半導体は一般的に微細化が進めば進むほど、つまり回路線幅の数字が小さくなればなるほど性能が高まるわけで、すでに7ナノ技術のチップを販売しているアドバンスト・マイクロ・デバイセズ(AMD)の差がさらに開いたことから、投資家の反応、つまり株価暴落はある意味当然と言えます。

ただ過去を振り返るとインテルが次世代製品の量産遅れを発表したのは今回が初めてではありません。

実は現在量産中のの回路線幅を10ナノについても、当初は2017年に量産を始める計画だったにもかかわらず量産体制を確立するのにてこずり計画の先送りを続け、2019年にようやく2年遅れで量産のめどをつけた、という経緯があるのです。

つまりインテルは以前から次世代製品の開発に関してはライバルに後れを取っていたということ。

しかし業績に目を転ずれば、

売上しかり、

特に稼ぐ力しかり、

決して業績が悪化していたわけではない。

量産化のポイントは歩留まり。

つまりいかに不良品の発生割合を下げて量産できるか。

あくまで推測ですが、インテルは量産化を判断するにあたってより高い歩留まり率を設定しているのではないか、それがこの企業の稼ぐ力の高さとなって表れているのではないか。

そう考えています。(※いくら歩留まりが悪くても量産(販売)は可能ですが、企業業績を確実に悪化させることになります。)

その意味で今回の量産遅れに関してはそれほど心配していません。

むしろ心配なのは、今回外部への生産委託拡大を検討する方針を示したこと。

インテルは製造を委託しているAMDとは違い、開発と製造の両方の機能を社内に持っています。

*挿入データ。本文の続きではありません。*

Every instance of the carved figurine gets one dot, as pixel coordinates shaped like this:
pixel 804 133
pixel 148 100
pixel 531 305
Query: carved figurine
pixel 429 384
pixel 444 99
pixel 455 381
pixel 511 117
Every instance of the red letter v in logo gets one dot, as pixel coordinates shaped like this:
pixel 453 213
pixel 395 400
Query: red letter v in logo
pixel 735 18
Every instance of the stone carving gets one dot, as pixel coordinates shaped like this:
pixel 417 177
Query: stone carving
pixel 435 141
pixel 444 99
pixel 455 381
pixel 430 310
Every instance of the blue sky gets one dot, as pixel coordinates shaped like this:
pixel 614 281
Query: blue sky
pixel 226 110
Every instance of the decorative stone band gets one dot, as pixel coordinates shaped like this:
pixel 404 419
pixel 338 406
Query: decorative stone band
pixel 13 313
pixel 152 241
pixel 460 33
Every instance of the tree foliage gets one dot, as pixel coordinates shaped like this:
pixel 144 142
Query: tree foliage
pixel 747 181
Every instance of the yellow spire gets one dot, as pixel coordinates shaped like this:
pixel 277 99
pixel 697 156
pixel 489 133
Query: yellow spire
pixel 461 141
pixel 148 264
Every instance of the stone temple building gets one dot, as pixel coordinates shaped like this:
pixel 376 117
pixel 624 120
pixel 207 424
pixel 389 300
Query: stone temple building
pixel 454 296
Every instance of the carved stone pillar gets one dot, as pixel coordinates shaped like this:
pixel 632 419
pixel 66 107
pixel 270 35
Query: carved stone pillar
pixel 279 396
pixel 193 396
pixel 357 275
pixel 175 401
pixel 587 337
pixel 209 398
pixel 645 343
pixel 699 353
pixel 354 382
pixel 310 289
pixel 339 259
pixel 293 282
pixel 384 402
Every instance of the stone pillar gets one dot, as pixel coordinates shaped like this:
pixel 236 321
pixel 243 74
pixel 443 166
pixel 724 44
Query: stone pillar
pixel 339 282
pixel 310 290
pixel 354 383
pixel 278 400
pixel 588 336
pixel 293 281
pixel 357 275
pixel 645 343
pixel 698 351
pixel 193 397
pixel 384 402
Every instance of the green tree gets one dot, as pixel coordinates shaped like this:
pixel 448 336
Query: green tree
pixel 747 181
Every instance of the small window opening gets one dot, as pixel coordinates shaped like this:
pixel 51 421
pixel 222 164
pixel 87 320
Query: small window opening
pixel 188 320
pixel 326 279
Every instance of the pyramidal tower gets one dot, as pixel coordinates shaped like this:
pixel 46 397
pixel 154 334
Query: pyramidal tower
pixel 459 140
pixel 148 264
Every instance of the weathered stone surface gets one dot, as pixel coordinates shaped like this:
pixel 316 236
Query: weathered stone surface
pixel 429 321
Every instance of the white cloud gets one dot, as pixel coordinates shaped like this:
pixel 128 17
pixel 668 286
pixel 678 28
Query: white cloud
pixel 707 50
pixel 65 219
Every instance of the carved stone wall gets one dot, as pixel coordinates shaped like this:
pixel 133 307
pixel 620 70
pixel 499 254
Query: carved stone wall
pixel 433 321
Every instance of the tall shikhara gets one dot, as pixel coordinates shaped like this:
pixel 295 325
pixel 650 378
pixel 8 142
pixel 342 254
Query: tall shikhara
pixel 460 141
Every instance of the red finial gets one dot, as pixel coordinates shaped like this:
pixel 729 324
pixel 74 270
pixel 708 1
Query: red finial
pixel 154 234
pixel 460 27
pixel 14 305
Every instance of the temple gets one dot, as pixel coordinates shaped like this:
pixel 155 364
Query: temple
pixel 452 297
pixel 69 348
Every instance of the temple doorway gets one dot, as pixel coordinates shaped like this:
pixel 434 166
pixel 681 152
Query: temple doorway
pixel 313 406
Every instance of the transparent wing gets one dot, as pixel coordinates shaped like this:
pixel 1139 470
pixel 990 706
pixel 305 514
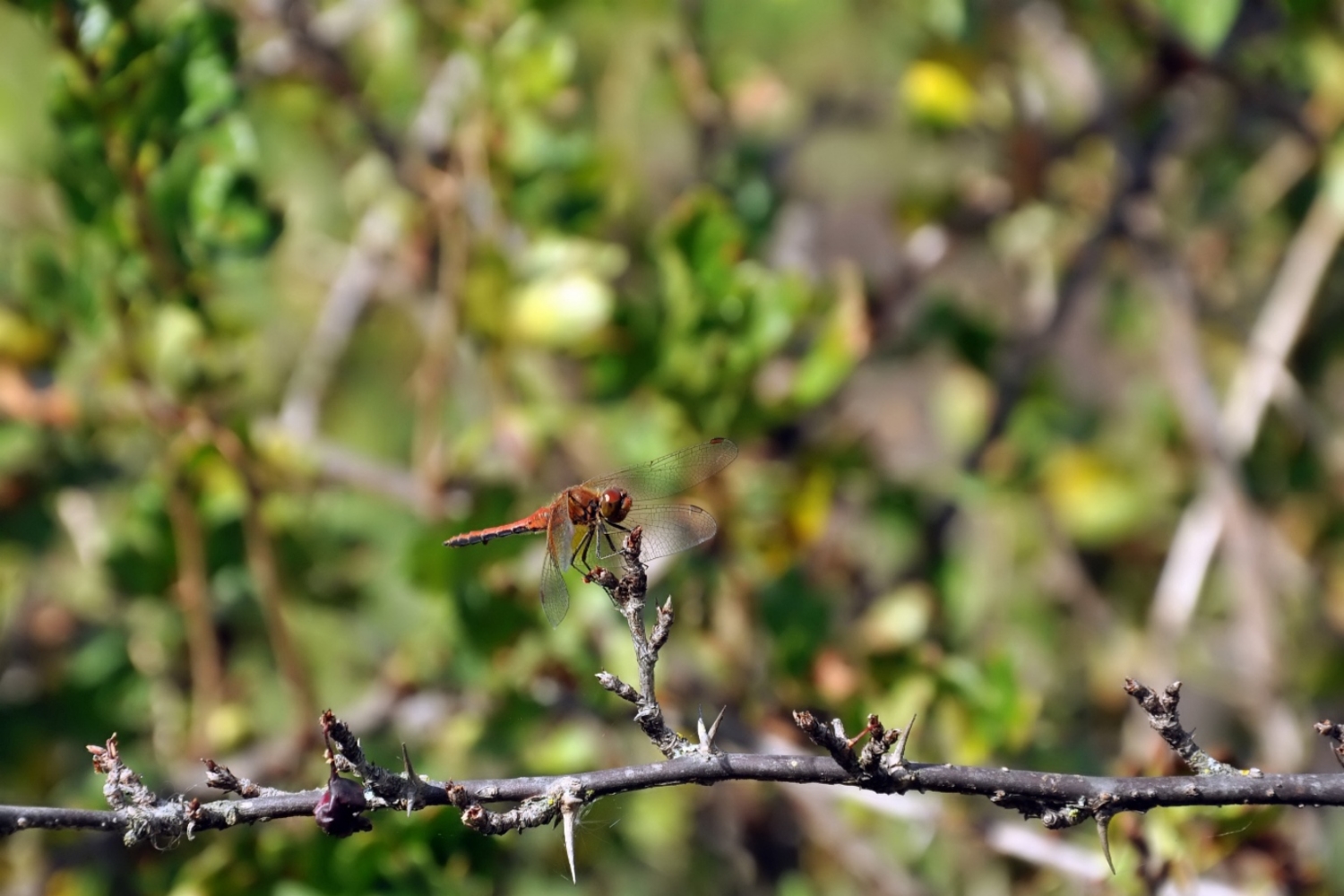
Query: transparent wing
pixel 668 528
pixel 671 473
pixel 556 595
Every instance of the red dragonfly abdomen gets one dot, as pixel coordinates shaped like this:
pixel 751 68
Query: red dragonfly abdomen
pixel 534 522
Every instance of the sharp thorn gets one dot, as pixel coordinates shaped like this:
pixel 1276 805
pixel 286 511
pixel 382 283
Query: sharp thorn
pixel 411 780
pixel 900 742
pixel 569 804
pixel 1102 831
pixel 714 728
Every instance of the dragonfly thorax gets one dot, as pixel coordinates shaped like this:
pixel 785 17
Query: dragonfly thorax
pixel 615 504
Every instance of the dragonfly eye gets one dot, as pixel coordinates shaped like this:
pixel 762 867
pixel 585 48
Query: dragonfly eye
pixel 615 504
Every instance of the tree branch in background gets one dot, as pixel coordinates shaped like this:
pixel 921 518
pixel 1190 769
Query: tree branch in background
pixel 881 766
pixel 1254 383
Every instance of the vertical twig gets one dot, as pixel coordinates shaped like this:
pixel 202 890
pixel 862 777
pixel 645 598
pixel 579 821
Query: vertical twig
pixel 194 598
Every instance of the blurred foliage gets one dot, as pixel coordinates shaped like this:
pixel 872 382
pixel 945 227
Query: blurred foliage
pixel 289 295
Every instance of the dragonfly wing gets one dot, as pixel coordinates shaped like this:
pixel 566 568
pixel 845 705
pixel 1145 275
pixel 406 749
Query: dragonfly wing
pixel 668 528
pixel 671 473
pixel 556 595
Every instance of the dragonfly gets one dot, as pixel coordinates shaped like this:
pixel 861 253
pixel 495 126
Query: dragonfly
pixel 609 506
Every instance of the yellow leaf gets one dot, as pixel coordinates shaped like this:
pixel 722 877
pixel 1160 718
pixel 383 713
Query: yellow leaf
pixel 938 94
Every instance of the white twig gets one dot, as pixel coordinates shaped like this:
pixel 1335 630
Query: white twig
pixel 1253 387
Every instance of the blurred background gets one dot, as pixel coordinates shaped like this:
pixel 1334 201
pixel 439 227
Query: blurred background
pixel 1026 317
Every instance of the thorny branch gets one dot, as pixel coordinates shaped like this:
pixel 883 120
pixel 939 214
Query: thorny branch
pixel 881 766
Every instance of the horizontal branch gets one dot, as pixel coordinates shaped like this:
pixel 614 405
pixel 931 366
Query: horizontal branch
pixel 999 785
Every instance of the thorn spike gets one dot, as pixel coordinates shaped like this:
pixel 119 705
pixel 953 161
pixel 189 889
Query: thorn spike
pixel 714 728
pixel 1104 831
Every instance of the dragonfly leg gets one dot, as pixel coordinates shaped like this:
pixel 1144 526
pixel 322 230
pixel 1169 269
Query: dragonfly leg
pixel 581 551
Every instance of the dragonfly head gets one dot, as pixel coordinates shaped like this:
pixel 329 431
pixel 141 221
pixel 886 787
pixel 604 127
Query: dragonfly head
pixel 615 504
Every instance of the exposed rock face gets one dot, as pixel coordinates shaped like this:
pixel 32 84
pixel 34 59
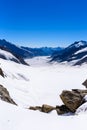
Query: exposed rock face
pixel 62 109
pixel 71 99
pixel 85 83
pixel 45 108
pixel 4 95
pixel 1 72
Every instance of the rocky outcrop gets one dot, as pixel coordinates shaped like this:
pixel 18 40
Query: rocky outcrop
pixel 62 109
pixel 73 99
pixel 5 96
pixel 1 72
pixel 44 108
pixel 85 83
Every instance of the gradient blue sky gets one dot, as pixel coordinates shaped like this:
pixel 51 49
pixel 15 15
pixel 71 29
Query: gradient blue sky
pixel 43 22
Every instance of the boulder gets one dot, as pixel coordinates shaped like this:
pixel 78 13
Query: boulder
pixel 85 83
pixel 47 108
pixel 62 109
pixel 71 99
pixel 35 108
pixel 44 108
pixel 1 72
pixel 4 95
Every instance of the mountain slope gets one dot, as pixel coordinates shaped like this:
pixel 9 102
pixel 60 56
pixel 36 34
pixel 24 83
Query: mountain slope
pixel 43 51
pixel 76 54
pixel 15 51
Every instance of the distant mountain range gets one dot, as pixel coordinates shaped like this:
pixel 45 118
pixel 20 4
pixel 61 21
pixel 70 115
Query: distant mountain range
pixel 75 54
pixel 18 54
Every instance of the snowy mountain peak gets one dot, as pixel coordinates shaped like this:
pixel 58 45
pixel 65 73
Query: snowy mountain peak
pixel 78 44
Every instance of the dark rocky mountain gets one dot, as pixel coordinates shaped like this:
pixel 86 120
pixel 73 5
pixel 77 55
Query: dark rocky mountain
pixel 43 51
pixel 76 54
pixel 18 53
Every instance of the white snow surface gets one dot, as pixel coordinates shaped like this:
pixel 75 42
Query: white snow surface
pixel 82 50
pixel 37 85
pixel 7 55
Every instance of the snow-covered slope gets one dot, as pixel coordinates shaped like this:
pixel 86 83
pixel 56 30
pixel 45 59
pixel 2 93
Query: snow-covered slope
pixel 36 85
pixel 8 56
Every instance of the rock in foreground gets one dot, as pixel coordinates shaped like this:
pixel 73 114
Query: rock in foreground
pixel 73 99
pixel 5 96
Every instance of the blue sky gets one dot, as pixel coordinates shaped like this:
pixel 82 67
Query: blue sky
pixel 43 22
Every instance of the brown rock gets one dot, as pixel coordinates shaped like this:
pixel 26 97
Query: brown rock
pixel 47 108
pixel 71 99
pixel 35 108
pixel 85 83
pixel 1 72
pixel 62 109
pixel 4 95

これがある意味インテルの強みともなっているわけです。

この強みを自ら放棄してしまうのでは?

それが今回の報道を受けてのホルダーとしての最大の懸念事項と言えます。

(新技術に後れを取っている銘柄への投資にあたってはくれぐれも自己責任でお願いいたします。)

よろしければ応援クリックお願いします。
にほんブログ村 株ブログ 米国株へ
にほんブログ村

POSTED COMMENT

  1. より:

    >あくまで推測ですが、インテルは量産化を判断するにあたってより高い歩留まり率を設定しているのではないか、それがこの企業の稼ぐ力の高さとなって表れているのではないか。

    間違っています
    14nmの状況を調べればわかります

    なお、懸念されているとおりTSMCに委託し始めると現在のような利益率の維持は不可能です。反面委託しなければ今後シェアを失い続けます
    株主が報われるルートは残っていないように思います

  2. ひろー より:

    おはようございます。
    x86そしてx86_64というPC向けのアーキテクチャーはより性能の高いチップを開発したメーカーが市場のシェアを掻っ攫う歴史です。
    x86_64というx86アーキテクチャーの64bit版アーキテクチャーの別名がamd64と言われることから、64bit版のアーキテクチャーを先行したのはIntelではなく、AMDです。(実際にはIntelが開発していったん捨てたアーキテクチャーをAMDが拾ったわけですが)
    https://www.saluteweb.net/~oss_amd64isa.html

    というわけで、少なくともコンシューマーPCのシェアは中期的にはAMDに食われていくでしょうね。

    ただし、サーバー向けは違います。
    昨今のサーバー向け市場では、Xeonのような高信頼性と仮想化命令セットを兼ね備えたCPUがよく使われます。
    IntelとAMDのx86_64のCPUではOSの上でOSをさらに動かす技術の仮想化については命令セットが分かれてしまっています。
    https://www.itmedia.co.jp/pcuser/articles/0703/19/news066.html
    IntelはVT-x(CPUレベルの仮想化)/VT-d(ハードウェアレベルの準仮想化)、AMDはAMD-V(CPUの仮想化・ハードウェアレベルの準仮想化)というバイナリレベルで全く互換性のない命令セットを使います。
    AWSもAzureもGCPも(さくらのVPSでもいいですよ)CPUにハードウェアレベルで実装された仮想化技術を使って巨大なコンピューティング環境のリソースを切り出してユーザーに使わせているため、サーバー製品も一気にAMDだ!とはいかないのです。